During the sixth Nigeria Pharma Manufacturers Expo 2022 (NPME), which was organized by PMG-MAN and held in Lagos, Minister of Health, Dr Osagie Ehanire; Director General, National Agency for Food and Drug Administration and Control (NAFDAC), Prof. Mojisola Adeyeye; Chairman, Pharmaceutical Manufacturers Group of Manufacturers Association of Nigeria (PMGMAN), Dr. Fidelis Ayebae and President, Pharmaceutical Society of Nigeria (PSN), Prof. Cyril Usifoh provided explanations for why Nigeria is only able to generate 20% of the necessary medicines it requires and instead relies on importing 80% of those medicines.
They cautioned that reliance on importation to cover the medical needs of a growing population has serious repercussions for the development of the domestic pharmaceutical industry as well as the availability, affordability, and accessibility of necessary medications in the nation. In addition, stakeholders affirmed that local medicine manufacturers are not patronized by donors and UN organizations like the World Health Organization (WHO) and the United Nations Children’s Emergency Fund (UNICEF) since they are not WHO-prequalified.
The pharmaceutical sector needs structural modification.
As the theme of the 2022 NPME is “Advancing the Frontiers of Medicine Security in Nigeria: Expanding Local Pharma Manufacturing in the Era of AfCFTA”, and in order to change this medicine dependency trend, they suggested a number of things, including a special foreign exchange (forex) regime, a reduced tariff on the importation of Active Pharmaceutical Ingredients (APIs) for local pharma manufacturers, and increased patronage for drugs and medical products that are made in Nigeria. Moreover, they asserted that cutting taxes and providing other incentives to entrepreneurs is an effective way to stimulate economic growth.
Olubunmi Aribeana, the Director of Food and Drug Services at the Federal Ministry of Health (FMoH), made the statement on behalf of Dr. Ehanire, who stated that it was necessary for Nigeria to maximize the African Continental Free Trade Area (AfCFTA). The minister reaffirmed that the agreement would result in the creation of the largest free trade area in the world, based on the number of nations that would participate in it.

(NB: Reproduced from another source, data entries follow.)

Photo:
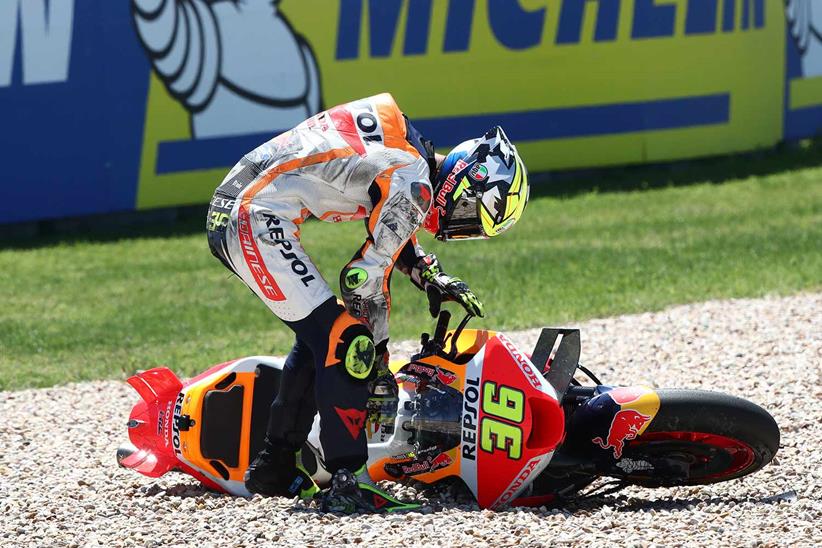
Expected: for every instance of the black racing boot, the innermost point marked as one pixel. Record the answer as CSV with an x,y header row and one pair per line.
x,y
278,471
356,492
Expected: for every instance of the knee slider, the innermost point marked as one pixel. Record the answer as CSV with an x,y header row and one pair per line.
x,y
351,345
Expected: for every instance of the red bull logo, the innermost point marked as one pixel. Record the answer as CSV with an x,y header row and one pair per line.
x,y
441,461
626,425
445,377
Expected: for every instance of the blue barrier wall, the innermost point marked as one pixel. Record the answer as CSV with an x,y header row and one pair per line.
x,y
120,105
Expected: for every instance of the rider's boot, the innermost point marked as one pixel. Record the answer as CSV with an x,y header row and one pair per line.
x,y
357,492
278,471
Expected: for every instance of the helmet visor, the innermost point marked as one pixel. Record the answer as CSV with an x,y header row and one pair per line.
x,y
463,223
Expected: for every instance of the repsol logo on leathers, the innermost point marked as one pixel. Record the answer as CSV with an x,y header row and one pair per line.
x,y
470,418
277,234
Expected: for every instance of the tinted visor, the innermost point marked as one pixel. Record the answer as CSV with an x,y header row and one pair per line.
x,y
463,223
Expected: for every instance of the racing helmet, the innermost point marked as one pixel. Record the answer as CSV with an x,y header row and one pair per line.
x,y
480,191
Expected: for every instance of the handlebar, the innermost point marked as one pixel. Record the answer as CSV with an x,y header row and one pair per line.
x,y
436,344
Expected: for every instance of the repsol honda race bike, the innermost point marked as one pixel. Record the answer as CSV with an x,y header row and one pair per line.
x,y
515,428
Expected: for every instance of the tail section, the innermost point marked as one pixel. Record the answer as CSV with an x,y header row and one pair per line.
x,y
151,423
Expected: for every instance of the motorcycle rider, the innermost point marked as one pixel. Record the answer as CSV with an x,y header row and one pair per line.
x,y
361,160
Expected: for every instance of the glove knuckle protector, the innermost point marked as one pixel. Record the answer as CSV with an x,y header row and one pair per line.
x,y
351,345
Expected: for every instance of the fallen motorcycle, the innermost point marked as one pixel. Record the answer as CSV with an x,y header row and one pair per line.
x,y
515,428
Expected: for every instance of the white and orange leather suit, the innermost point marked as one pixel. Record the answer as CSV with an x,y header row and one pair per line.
x,y
351,162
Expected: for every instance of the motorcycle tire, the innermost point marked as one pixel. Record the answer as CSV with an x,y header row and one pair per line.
x,y
702,437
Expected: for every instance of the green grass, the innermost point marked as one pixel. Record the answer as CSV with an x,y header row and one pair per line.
x,y
106,306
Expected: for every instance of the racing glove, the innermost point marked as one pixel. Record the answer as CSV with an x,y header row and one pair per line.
x,y
428,275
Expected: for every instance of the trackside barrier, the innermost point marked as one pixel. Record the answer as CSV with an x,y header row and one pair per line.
x,y
138,104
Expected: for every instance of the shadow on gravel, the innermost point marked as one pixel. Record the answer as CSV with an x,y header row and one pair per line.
x,y
181,489
189,220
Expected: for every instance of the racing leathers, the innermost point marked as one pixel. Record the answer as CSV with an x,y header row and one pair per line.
x,y
361,160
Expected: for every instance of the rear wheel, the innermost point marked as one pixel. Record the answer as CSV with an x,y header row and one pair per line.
x,y
700,437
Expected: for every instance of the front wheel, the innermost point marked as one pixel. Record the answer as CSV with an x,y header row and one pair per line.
x,y
700,437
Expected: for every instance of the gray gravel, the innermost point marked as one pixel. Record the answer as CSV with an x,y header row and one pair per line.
x,y
59,484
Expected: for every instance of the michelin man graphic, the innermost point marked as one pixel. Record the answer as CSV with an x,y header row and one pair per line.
x,y
237,66
805,24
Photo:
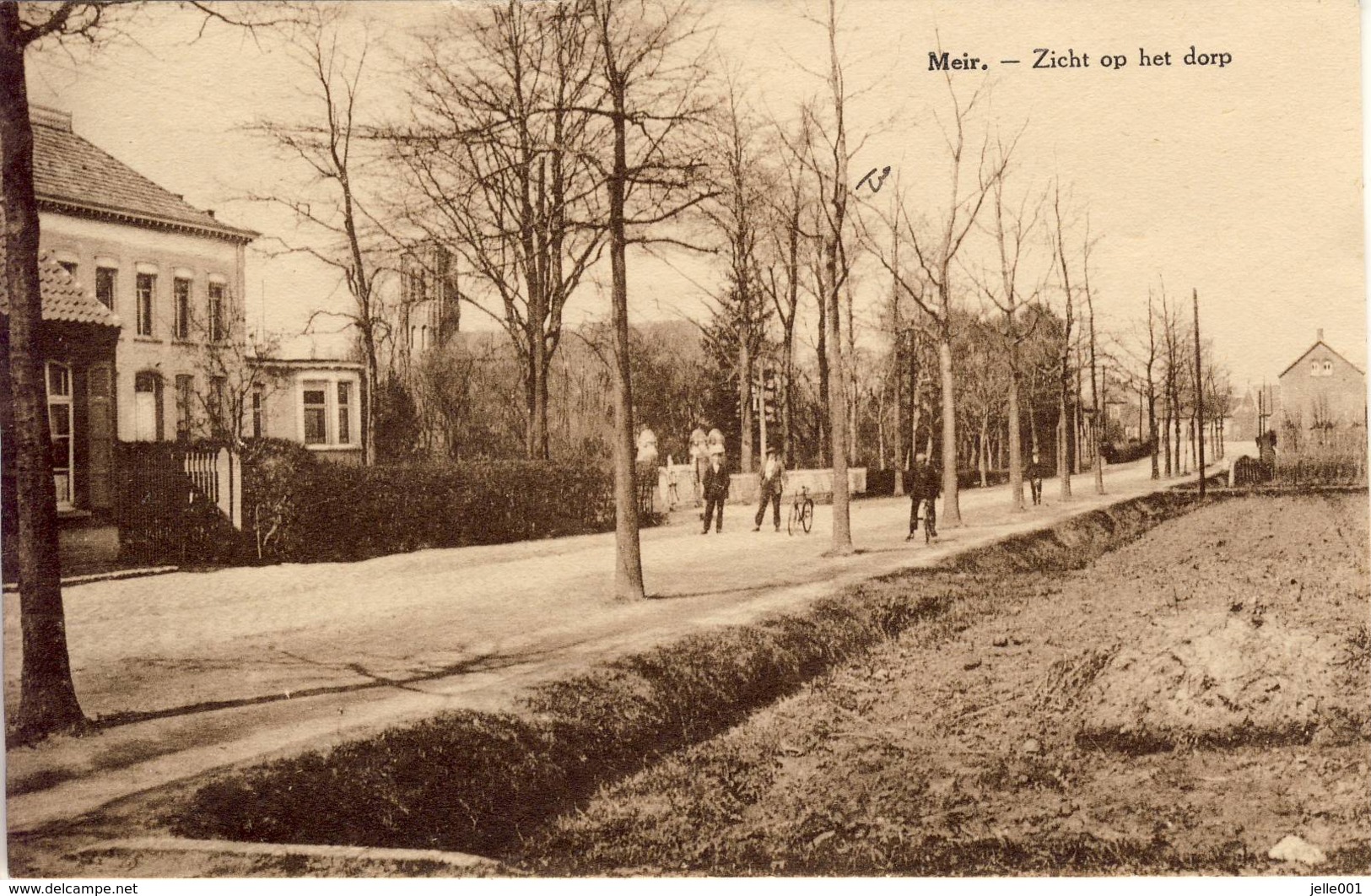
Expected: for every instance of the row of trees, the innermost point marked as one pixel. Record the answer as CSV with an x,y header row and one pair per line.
x,y
537,144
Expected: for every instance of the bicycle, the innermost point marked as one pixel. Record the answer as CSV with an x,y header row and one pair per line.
x,y
801,513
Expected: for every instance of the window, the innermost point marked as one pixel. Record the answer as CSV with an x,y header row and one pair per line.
x,y
344,413
146,288
184,410
181,291
147,408
217,313
316,414
256,411
59,421
219,411
105,285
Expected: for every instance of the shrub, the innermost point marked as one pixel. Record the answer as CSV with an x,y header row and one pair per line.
x,y
305,510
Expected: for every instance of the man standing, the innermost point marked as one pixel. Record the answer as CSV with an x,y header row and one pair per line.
x,y
1034,476
772,484
925,485
716,491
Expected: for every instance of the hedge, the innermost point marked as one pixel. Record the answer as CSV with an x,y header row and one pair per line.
x,y
300,509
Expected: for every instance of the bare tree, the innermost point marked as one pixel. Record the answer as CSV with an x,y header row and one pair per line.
x,y
651,88
1096,422
47,700
783,259
735,215
1064,417
504,170
834,189
936,256
332,203
1013,232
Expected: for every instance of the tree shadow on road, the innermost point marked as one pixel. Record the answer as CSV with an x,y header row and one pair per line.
x,y
486,662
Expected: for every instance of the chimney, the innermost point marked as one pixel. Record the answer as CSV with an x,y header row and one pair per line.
x,y
50,116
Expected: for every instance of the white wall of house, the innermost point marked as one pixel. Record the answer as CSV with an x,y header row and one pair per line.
x,y
317,404
168,255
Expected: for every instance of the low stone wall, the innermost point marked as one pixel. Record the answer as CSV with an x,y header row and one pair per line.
x,y
743,485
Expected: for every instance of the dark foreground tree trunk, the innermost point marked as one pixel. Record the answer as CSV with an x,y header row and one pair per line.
x,y
48,700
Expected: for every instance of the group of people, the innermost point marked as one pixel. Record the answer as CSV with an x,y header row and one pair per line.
x,y
713,478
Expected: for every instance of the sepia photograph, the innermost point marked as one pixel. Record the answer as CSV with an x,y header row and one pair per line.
x,y
684,439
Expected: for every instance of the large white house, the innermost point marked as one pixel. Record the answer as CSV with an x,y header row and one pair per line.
x,y
171,273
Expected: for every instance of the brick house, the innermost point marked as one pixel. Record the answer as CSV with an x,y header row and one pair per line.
x,y
1322,395
77,343
171,273
317,403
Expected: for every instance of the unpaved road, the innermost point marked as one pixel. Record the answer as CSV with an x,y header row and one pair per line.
x,y
958,748
199,670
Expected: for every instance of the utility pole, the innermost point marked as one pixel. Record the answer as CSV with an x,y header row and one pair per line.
x,y
1199,391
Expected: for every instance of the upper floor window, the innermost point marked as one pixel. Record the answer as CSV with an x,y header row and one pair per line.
x,y
316,414
217,322
105,280
327,411
146,291
147,406
258,411
59,422
181,294
344,413
184,410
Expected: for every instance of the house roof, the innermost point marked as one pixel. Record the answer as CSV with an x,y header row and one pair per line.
x,y
74,175
63,299
1316,344
306,364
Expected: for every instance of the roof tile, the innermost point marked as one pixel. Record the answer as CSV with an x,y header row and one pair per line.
x,y
70,169
63,298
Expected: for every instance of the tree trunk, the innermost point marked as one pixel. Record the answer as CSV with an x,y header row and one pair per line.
x,y
1063,433
983,450
950,515
899,410
785,408
824,380
838,403
629,566
1016,473
745,397
48,700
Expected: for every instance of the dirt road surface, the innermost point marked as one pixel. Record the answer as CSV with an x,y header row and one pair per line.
x,y
192,672
1184,704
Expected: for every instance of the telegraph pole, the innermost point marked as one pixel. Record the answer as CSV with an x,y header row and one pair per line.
x,y
1199,391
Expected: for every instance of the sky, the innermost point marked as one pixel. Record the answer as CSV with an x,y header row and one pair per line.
x,y
1241,182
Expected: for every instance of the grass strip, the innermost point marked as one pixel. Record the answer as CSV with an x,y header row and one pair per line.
x,y
478,781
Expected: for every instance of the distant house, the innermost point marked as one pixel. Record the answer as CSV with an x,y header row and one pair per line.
x,y
77,343
170,272
317,403
428,311
1322,392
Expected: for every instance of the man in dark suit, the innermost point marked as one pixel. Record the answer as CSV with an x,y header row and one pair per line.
x,y
1034,473
771,485
925,485
716,491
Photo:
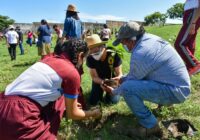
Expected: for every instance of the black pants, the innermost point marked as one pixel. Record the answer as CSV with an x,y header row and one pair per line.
x,y
12,51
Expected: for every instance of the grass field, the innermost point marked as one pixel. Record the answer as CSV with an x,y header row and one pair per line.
x,y
116,124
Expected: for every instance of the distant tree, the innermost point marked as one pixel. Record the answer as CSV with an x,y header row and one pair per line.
x,y
176,11
5,21
155,18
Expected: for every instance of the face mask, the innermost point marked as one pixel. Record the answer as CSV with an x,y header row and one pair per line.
x,y
126,48
97,56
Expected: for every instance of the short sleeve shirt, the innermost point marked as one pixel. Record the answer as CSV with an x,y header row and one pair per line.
x,y
45,81
104,68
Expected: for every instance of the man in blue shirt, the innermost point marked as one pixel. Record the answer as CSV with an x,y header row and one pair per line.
x,y
157,74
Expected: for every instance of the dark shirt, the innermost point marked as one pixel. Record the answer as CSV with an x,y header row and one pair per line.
x,y
103,68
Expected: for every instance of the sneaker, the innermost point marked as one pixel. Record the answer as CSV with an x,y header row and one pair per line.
x,y
143,132
194,70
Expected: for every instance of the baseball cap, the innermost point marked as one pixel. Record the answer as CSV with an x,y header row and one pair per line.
x,y
128,30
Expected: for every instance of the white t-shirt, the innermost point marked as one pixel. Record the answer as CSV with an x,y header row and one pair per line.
x,y
106,33
191,4
44,85
12,37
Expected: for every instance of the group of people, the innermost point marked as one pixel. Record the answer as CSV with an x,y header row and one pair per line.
x,y
31,108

More so, he added that the agreement brings together 1.3 billion persons from 55 different countries whose combined gross domestic product (GDP) is valued at $3.4 trillion.
Nigeria pharmaceutical companies do not attain WHO prequalification.
Dr. Ehanire explained that Nigeria, which has a population of over 220 million people, needs to profit more from AfCFTA. Nigerian indigenous manufacturing companies need to achieve WHO prequalification in order to operate effectively. Because of this, our local manufacturers of pharmaceutical products will be able to attract markets from all over the world. He added that the FMoH receives donor funds for its programs, but they are unable to procure the pharmaceuticals and medical supplies from Nigerian manufacturers since none of them has been prequalified by the WHO.
Prof. Usifoh made an observation that the government ought to provide assistance to local manufacturers because they are confronted with a great number of difficulties. In order for the pharmaceutical sector to be able to compete and manufacture high-quality pharmaceuticals, they require policies passed by the government. Furthermore, Dr. Ayebae stated that the pandemic serves as a wake-up call to the international community, prompting them to focus inward and give priority to the pharmaceutical manufacturing sectors in their own countries.
NAFDAC reveals that some companies are capable of producing vaccines.
The director general of NAFDAC stated that vaccine production would take place. They already have companies that are capable of producing vaccines, and they have put in a lot of effort. And currently, some of its employees are going to South Korea to receive specialized training in the production of bio vaccines. He added that no country could produce vaccines if it has not reached maturity level 3, and they have reached maturity level 3 after ten years, in which they are now moving on to maturity level 4. This will help the country’s manufacturers get recognition on a global scale.